Van het verleden naar het nu. Een coronazomer zonder festivals en optredens. Dat is wennen. Ook voor Mike. “Ik mis het touren eerlijk gezegd maar een beetje. Natuurlijk mis ik de bandleden, het samen op het podium staan en het contact met het publiek. Maar ik ben blij dat ik niet hoef te reizen. Geen inchecken en wachtrijen op vliegvelden, geen paspoortcontroles en je schoenen uit en aan doen bij de security. Heerlijk een zomer zonder reizen en verplaatsingen.”

Veel teksten van Mike Scott gaan over landschappen, natuur en mythische plekken. Het niet reizen betekent echter niet dat Scott dagelijks door de Ierse natuur wandelt en van de natuur geniet. “Zie ik eruit als een wandelaar? Nee toch.”

Thema-album

En dan de toekomst. Aan het begin van het gesprek gaf Mike aan dat de volgende plaat eigenlijk al zo goed als klaar is. ‘’Klopt. Voor de coronacrisis was het voor 2/3 af. Het wordt een ‘thema-album’ met één verhaallijn. Heel mooi en gevarieerd. Met gastmuzikanten. Namen kan ik niet noemen en meer zal ik er niet over zeggen. De plaat komt over een jaar uit. Sneller kan helaas niet.”

Het onderwerp gastmuzikanten brengt ons gesprek op de vraag of Mike wellicht nog een wensenlijstje heeft met namen van muzikanten met wie hij graag zou willen spelen. Of een bucketlist. Op het woord bucketlist slaat Scott direct aan. “No, no, no, no ‘fucketlist’ voor mij. En de artiesten met wie ik had willen spelen zijn helaas bijna allemaal overleden.

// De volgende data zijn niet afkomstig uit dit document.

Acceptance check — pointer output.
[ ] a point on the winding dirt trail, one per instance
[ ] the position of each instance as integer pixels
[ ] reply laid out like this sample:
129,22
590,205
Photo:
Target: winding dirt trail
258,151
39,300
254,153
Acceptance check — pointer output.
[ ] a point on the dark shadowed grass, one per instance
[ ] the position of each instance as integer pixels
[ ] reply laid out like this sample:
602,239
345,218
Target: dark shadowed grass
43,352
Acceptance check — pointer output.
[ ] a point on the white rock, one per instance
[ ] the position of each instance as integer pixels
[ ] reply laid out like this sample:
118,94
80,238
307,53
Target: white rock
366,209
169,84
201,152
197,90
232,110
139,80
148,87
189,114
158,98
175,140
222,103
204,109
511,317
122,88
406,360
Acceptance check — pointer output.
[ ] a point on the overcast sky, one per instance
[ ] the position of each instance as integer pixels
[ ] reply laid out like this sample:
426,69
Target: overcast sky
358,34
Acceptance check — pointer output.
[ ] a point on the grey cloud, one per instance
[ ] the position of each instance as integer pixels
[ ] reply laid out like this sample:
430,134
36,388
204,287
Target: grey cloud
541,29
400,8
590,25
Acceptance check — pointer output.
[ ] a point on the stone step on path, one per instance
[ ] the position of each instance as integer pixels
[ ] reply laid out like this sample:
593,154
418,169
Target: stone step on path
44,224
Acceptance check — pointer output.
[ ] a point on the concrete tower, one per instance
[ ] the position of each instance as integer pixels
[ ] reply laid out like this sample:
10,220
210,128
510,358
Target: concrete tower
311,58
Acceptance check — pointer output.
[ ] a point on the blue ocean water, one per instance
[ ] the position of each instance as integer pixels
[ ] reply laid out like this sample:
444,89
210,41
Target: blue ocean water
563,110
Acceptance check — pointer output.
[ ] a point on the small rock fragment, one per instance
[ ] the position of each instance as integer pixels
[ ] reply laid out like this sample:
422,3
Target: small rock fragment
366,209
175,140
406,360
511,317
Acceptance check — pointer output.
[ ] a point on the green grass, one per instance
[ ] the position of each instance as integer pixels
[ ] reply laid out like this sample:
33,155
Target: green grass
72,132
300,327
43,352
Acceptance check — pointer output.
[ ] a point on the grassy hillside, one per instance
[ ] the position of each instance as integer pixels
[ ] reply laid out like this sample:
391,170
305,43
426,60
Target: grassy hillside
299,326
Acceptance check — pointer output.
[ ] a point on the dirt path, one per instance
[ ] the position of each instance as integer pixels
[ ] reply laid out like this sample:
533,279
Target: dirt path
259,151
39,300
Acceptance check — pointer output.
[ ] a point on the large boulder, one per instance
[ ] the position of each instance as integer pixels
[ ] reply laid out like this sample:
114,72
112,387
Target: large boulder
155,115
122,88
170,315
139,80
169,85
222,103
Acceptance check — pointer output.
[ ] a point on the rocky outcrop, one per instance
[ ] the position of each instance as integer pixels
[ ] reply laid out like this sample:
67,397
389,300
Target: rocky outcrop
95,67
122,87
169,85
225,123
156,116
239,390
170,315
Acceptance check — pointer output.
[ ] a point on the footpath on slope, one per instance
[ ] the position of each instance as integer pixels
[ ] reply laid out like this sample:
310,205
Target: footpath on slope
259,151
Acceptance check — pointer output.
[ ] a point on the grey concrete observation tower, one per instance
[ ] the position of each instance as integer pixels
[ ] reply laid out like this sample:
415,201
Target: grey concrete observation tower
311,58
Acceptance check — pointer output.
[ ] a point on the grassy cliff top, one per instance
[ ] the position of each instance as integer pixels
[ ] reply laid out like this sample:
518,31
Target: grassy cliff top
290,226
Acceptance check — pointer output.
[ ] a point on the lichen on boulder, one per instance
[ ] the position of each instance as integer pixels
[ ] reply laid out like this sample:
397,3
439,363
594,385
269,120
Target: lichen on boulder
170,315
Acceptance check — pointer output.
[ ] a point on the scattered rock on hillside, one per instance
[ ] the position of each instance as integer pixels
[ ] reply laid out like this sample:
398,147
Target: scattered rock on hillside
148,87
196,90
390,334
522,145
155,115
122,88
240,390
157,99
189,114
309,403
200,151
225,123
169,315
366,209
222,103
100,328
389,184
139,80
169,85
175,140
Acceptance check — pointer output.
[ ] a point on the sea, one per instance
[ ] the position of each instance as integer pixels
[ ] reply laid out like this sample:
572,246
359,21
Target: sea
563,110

Op Steve Winwood na. Wellicht vraag ik hem nog eens. Als ik de klok kan terugdraaien had ik graag saxofonist Bobby Keys of Nicky Hopkins ingehuurd. Ik heb spijt dat ik dat niet heb gedaan. Ben daar nu te laat mee, beiden zijn overleden’.’

Rotterdam

Mike Scott is inmiddels 61. Hij stond duizenden keren op een podium. In 2004 trad hij bijvoorbeeld op met The Waterboys in het Oude Luxor theater in Rotterdam. Enkele nummers na de pauze liep de band onverwachts en zonder mededeling voortijdig van het podium. Zonder terug te keren. Als we hem aan het einde van ons gesprek daar aan herrinneren, weet Scott het moment het tot grote verbazing nog goed te herinneren. “We liepen niet eerder weg. De set was klaar. We gaven echter geen toegift. Er was geen chemie. Het publiek verdiende geen toegift of warm afscheid.”

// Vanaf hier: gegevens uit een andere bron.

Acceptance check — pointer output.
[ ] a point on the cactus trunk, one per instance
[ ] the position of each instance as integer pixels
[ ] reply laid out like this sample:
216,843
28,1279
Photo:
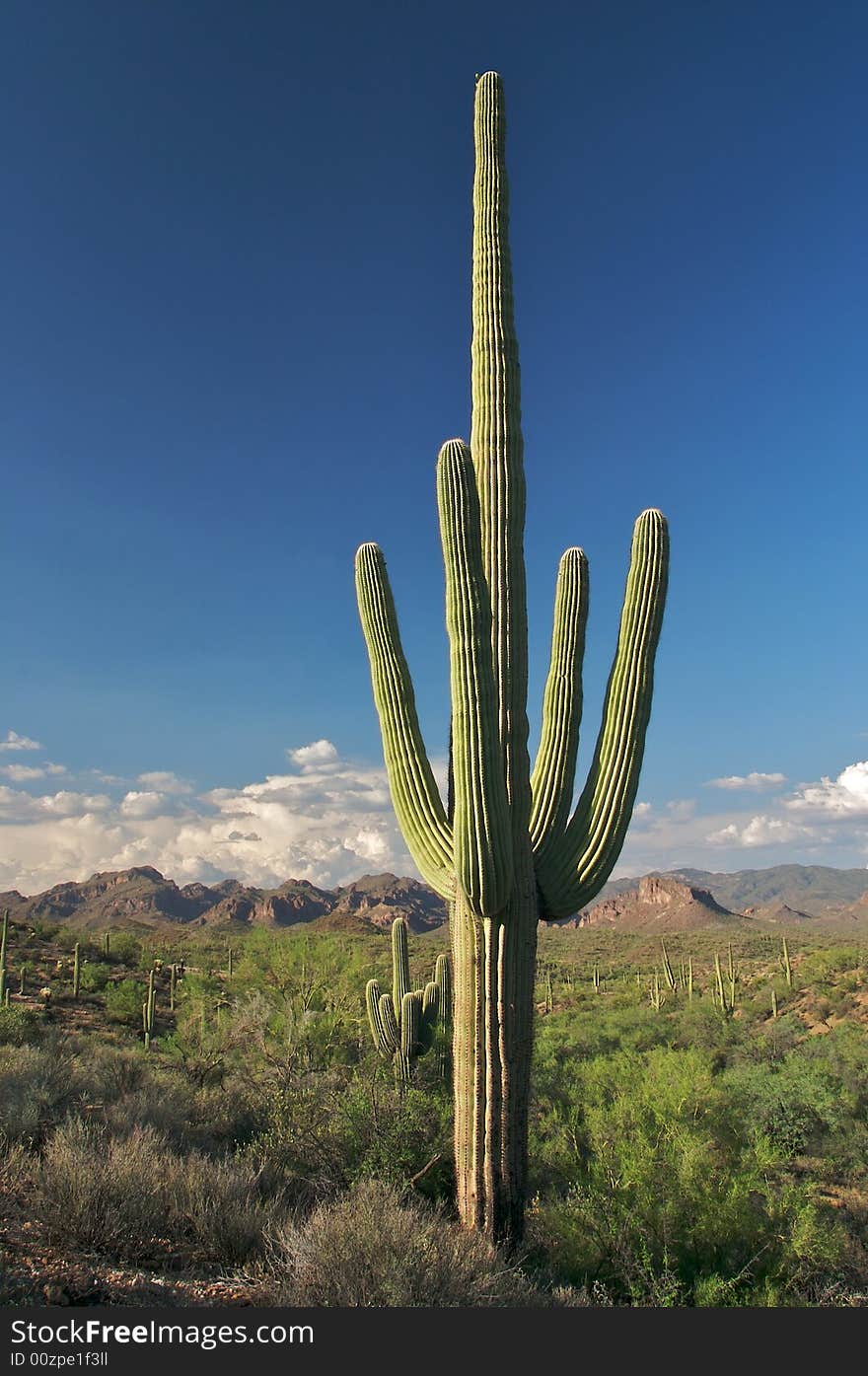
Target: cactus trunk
505,849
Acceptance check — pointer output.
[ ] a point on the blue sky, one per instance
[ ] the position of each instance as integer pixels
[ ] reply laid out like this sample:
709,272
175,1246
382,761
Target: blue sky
236,330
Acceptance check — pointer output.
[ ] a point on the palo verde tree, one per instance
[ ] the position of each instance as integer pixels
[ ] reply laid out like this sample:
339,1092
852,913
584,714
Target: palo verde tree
508,850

Toch heeft Rotterdam een aparte en warme plek in het hart van Scott. “Als 8-jarig jongetje logeerde ik met mijn moeder bij een gastgezin in Rotterdam. Het was mijn eerste vakantiereis naar het buitenland. Het was georganiseerd door een organisatie die het Britse gezinnen mogelijk maakte vakantie te vieren in Nederland. Door een verblijf bij gastgezinnen. Ik wil graag nog een keer terug naar Rotterdam. Heb ik toch nog een soort van bucketlist”, lacht hij, “Als ik weer naar Rotterdam kom, laat ik het je weten”. Deal! Good Luck, Seeker’.